Dokter Yeni mengatakan kebiasaan minum susu sapi atau makan keju orang Indonesia memang sangat jauh lebih rendah dibandingkan dengan orang asing. Padahal, kandungan baik dalam susu sapi terutama protein dan kalsium sangat dibutuhkan untuk kepadatan dan kekuatan tulang.
Apabila kadar kalsium maupun vitamin D dalam tubuh sangat kurang, maka tidak menutup kemungkinan orang tersebut harus menjalani terapi. Lalu jika tidak segera diperbaiki, maka keadaan itu akan semakin memburuk saat masa menopause nantinya.
"Kalau kadarnya kurang, kita bisa suplementasi sejak dini, berapa kadar vitamin kita dan kalau ada defisiensi maka perlu terapi bukan maintenance lagi," katanya.

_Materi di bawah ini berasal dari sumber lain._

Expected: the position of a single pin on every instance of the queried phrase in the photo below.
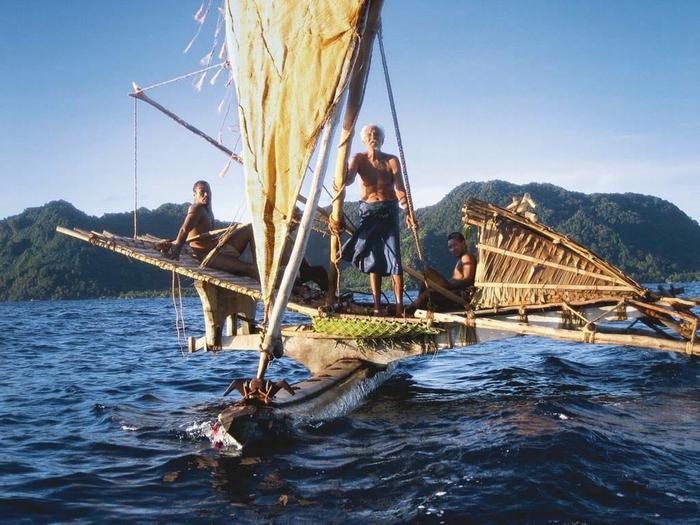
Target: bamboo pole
(545, 262)
(356, 93)
(582, 336)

Meningkatkan kepadatan tulang dan mencegah pengeroposan bisa dimulai sejak dini dengan kebiasaan mengonsumsi suplemen atau vitamin D dan kalsium, seperti yang terkandung dalam susu sapi. Selain itu, nutrisi harian juga harus dipenuhi lewat makanan bergizi seimbang terutama yang tinggi protein seperti daging merah. Tak kalah pentingnya, olahraga juga tidak boleh dilewatkan demi menjaga kekuatan otot dan tulang.